Hearing Health Guide
Definition
Masking is an audiological testing procedure in which a controlled noise (typically narrowband noise or speech noise) is introduced to the ear not being tested in order to prevent it from participating in the response. Without masking, the non-test ear can detect sounds delivered to the test ear, either through air conduction (if the sound is loud enough) or through bone conduction (which stimulates both cochleas simultaneously). Masking ensures that the thresholds recorded for each ear reflect only that ear's function.
The skull readily conducts vibrations from one side to the other. During bone conduction testing, a vibrator placed behind one ear stimulates both cochleas simultaneously.
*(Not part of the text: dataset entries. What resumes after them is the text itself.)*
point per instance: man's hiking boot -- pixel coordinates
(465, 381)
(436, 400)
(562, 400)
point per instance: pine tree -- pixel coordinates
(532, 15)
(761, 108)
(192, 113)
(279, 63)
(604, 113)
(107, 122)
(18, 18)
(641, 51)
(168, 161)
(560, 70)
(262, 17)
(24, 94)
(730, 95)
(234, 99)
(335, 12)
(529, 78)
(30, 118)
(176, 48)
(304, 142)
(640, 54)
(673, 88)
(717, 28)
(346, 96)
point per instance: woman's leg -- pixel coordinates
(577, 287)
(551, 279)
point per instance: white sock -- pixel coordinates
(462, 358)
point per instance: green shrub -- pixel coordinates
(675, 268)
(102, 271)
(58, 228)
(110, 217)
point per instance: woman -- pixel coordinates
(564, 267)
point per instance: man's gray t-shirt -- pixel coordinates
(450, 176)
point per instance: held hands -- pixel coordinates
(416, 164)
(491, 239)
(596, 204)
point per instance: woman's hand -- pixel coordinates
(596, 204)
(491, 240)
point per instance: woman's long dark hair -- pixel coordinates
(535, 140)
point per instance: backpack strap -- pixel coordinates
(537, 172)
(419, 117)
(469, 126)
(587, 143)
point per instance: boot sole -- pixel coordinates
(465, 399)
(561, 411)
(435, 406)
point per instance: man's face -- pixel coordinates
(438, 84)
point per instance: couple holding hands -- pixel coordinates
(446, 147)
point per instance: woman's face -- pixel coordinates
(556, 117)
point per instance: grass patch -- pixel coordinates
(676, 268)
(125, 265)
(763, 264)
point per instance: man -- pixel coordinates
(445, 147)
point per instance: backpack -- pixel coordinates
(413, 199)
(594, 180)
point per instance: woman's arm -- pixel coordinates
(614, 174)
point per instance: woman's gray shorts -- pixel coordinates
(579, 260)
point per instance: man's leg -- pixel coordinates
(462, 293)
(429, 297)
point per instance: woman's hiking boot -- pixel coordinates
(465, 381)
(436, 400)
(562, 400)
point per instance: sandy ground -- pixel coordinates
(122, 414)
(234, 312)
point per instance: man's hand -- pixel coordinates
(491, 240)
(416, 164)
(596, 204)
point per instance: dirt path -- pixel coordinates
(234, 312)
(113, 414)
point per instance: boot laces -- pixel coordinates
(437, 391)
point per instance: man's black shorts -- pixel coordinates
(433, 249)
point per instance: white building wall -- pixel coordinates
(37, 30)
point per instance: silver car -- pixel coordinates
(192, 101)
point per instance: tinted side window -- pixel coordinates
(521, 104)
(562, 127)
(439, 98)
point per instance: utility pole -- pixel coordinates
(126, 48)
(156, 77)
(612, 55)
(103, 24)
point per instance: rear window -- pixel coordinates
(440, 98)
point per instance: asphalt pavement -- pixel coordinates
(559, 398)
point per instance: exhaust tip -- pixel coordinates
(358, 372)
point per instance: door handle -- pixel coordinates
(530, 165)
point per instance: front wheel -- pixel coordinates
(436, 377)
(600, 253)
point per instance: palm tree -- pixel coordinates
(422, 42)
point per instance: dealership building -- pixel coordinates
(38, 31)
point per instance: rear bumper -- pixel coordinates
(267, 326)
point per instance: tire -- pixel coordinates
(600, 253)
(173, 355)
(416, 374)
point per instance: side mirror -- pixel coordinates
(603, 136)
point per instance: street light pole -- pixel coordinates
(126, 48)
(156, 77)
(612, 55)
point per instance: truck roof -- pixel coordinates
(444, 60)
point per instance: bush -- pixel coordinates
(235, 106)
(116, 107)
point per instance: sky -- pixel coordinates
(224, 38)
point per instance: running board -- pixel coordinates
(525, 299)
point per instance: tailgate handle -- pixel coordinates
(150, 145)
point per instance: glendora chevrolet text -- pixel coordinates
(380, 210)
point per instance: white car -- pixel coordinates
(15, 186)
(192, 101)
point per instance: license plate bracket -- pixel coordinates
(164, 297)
Without masking in the opposite ear, it's impossible to know which cochlea responded. During air conduction testing at high intensity levels, sound can 'cross' to the opposite ear through bone conduction (called cross-hearing or shadow hearing).
If masking is omitted when it's needed, threshold measurements may appear better than they actually are for the test ear, because the non-test ear is responding. This produces false, artificially normal results that lead to incorrect diagnosis and treatment planning.
Masking is used whenever there is a significant difference between the ears, or whenever the air conduction level reaches values where cross-hearing is possible (typically 40–50 dBHL for supra-aural headphones). It is always used in bone conduction testing.
The audiologist introduces masking to the non-test ear at a level sufficient to keep that ear busy (above its own threshold) without being so loud that it crosses back and masks the test ear as well. This balance requires careful calculation according to published masking formulas and significant clinical skill.